Great Expectations

Daily life involves thousands of expectations; so much so that we get used to having them constantly met, but if the gap between our expectations and the reality we find ourselves living in grows – that is when the challenge of disappointment begins.

If we make an effort to keep our expectations reasonable, then it is reasonable to assume that they are going to be realized. Right? Well, not always. The problem with being reasonable is that what is reasonable to you is weird or extreme to your husband/wife. And what is reasonable in the first year or two of marriage may not be after five years of marriage and a couple of kids.

For example, you might have an expectation that your wife is never late, or that she must look like she has just walked out of the salon. You may expect your husband to always give you the sympathy and empathy that you deserve. These are not reasonable and if you create a set of rigid expectations like these then your marriage is going to struggle.

I will throw out two reasonable expectations. Firstly, that the man of the family spends quality time with the children on a daily basis, and secondly that he works to provide us with a nicely comfortable life style. If you have both of these expectations at the same time they are very often going to come into conflict and you may find yourself with increasing levels of frustration.

This idea was investigated in a study of female doctors.

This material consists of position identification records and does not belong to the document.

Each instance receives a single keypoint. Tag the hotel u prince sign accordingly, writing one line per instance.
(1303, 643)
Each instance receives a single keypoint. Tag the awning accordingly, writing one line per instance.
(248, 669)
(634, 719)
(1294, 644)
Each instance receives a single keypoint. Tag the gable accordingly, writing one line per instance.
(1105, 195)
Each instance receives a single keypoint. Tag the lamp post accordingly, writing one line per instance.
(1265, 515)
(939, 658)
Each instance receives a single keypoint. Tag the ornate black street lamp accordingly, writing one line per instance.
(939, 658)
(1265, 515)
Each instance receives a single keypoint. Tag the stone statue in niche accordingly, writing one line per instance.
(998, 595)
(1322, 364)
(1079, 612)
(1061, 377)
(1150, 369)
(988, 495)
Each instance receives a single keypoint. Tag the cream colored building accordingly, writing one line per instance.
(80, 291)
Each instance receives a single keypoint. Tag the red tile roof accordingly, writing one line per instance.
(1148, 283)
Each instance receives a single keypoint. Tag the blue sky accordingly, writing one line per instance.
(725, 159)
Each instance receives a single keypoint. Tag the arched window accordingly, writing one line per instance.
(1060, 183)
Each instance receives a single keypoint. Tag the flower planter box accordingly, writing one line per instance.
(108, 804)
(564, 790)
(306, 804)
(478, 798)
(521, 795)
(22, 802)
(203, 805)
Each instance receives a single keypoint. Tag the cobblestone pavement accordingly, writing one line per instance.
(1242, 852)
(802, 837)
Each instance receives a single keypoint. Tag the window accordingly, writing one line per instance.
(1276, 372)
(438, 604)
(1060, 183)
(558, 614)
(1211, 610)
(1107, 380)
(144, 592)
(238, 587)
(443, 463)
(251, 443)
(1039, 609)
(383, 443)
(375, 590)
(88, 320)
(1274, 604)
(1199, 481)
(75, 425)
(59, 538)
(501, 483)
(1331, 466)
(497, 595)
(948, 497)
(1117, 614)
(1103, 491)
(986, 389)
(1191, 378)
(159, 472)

They categorized the women into three groups. Those that put career first, even to the determent of their family, those that put their family first at the risk of not progressing professionally and thirdly those that intended to have a successful career and balanced family life without having to sacrifice either of them. Those that thought they could perform the balancing act were the group with the greatest levels of depression , anxiety and marital problems.

When choosing your priorities and the way that you expect your life to play out, make sure that you are being reasonable and consistent.